Still perfect for TinyTorch-on-a-stick vision:
- 310 KB fits on any USB drive
- Works on RasPi0
- No downloads needed
- Offline-first education
2025-11-10 17:20:54 -05:00
..

TinyDigits Dataset

A curated subset of the sklearn digits dataset for rapid ML prototyping and educational demonstrations.

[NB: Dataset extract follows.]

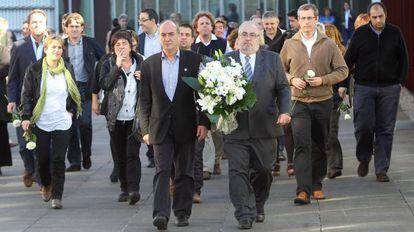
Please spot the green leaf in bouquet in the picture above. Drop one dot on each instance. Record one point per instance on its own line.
(213, 118)
(192, 82)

Following Karpathy's "~1000 samples" philosophy for educational datasets.

Contents

  • Training: 1000 samples (100 per digit, 0-9)
  • Test: 200 samples (20 per digit, balanced)
  • Format: 8×8 grayscale images, float32 normalized [0, 1]
  • Size: ~310 KB total (vs 10 MB MNIST, 50× smaller)

Files

datasets/tinydigits/
├── train.pkl  # {'images': (1000, 8, 8), 'labels': (1000,)}
└── test.pkl   # {'images': (200, 8, 8), 'labels': (200,)}

Usage

import pickle

# Load training data
with open('datasets/tinydigits/train.pkl', 'rb') as f:
    data = pickle.load(f)
    train_images = data['images']  # (1000, 8, 8)
    train_labels = data['labels']  # (1000,)

# Load test data
with open('datasets/tinydigits/test.pkl', 'rb') as f:
    data = pickle.load(f)
    test_images = data['images']   # (200, 8, 8)
    test_labels = data['labels']   # (200,)

Purpose

Educational Infrastructure: Designed for teaching ML systems with real data at edge-device scale.

Following Andrej Karpathy's philosophy: "~1000 samples is the sweet spot for educational datasets."

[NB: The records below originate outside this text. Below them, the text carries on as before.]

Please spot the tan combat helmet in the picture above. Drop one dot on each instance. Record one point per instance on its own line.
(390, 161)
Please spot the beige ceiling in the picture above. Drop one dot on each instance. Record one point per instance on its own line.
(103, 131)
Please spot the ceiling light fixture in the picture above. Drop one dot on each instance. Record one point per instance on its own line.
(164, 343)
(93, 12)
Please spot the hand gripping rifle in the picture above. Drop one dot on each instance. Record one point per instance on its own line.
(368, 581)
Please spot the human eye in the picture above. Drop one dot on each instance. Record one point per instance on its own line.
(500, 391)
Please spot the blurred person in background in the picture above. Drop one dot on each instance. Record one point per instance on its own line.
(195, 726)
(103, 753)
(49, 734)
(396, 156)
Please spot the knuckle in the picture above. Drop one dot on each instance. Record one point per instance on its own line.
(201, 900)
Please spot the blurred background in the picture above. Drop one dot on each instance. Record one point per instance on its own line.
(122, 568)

  • Decent accuracy: Achieves ~80% test accuracy on MLPs (vs <20% with 150 samples)
  • Fast training: <10 sec on CPU, instant feedback loop
  • Balanced classes: Perfect 100 samples per digit (0-9)
  • Offline-capable: Ships with repo, no downloads needed
  • USB-friendly: 310 KB fits on any device, even RasPi0
  • Real learning curve: Model improves visibly across epochs

Curation Process

Created from the sklearn digits dataset (8×8 downsampled MNIST):

  1. Balanced Sampling: 100 training samples per digit class (1000 total)
  2. Test Split: 20 samples per digit (200 total) from remaining examples
  3. Random Seeding: Reproducible selection (seed=42)
  4. Normalization: Pixels normalized to [0, 1] range
  5. Shuffled: Training and test sets randomly shuffled for fair evaluation

The sklearn digits dataset itself is derived from the UCI ML hand-written digits datasets.

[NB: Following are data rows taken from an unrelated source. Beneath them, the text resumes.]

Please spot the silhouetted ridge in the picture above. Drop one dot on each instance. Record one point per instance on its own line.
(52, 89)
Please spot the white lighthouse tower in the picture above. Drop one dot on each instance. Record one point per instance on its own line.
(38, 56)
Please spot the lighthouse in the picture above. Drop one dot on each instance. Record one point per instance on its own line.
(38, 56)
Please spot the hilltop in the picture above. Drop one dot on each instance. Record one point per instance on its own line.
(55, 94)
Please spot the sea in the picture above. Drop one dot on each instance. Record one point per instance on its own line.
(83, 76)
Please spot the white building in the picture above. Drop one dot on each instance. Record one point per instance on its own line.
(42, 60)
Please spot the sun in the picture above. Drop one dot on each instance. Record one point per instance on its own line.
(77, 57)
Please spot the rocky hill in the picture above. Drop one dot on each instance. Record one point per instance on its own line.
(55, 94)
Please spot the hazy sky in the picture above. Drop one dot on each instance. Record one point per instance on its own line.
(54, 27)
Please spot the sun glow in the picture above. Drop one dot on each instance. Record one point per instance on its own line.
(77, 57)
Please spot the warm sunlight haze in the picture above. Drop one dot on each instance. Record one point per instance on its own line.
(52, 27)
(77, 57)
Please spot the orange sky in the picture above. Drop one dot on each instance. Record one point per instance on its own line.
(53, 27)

Why TinyDigits vs Full MNIST?

Metric MNIST TinyDigits Benefit
Samples 60,000 1,000 60× fewer samples
File size 10 MB 310 KB 32× smaller
Train time 5-10 min <10 sec 30-60× faster
Test accuracy (MLP) ~92% ~80% Close enough for learning
Download Network required Ships with repo Always available
Resolution 28×28 (784 pixels) 8×8 (64 pixels) Faster forward pass
Edge deployment Challenging Perfect Works on RasPi0

Educational Progression

TinyDigits serves as the first step in a scaffolded learning path:

  1. TinyDigits (8×8) ← Start here: Learn MLP/CNN basics with instant feedback
  2. Full MNIST (28×28) ← Graduate to: Standard benchmark, longer training
  3. CIFAR-10 (32×32 RGB) ← Advanced: Color images, real-world complexity

Citation

TinyDigits is curated from the sklearn digits dataset for educational use in TinyTorch.

Original Source:

  • sklearn.datasets.load_digits()
  • Derived from UCI ML hand-written digits datasets
  • License: BSD 3-Clause (sklearn)

TinyTorch Curation:

@misc{tinydigits2025,
  title={TinyDigits: Curated Educational Dataset for ML Systems Learning},
  author={TinyTorch Project},
  year={2025},
  note={Balanced subset of sklearn digits optimized for edge deployment}
}

Generation

To regenerate this dataset from the original sklearn data:

python3 datasets/tinydigits/create_tinydigits.py

This ensures reproducibility and allows customization for specific educational needs.

License

See LICENSE for details. TinyDigits inherits the BSD 3-Clause license from sklearn.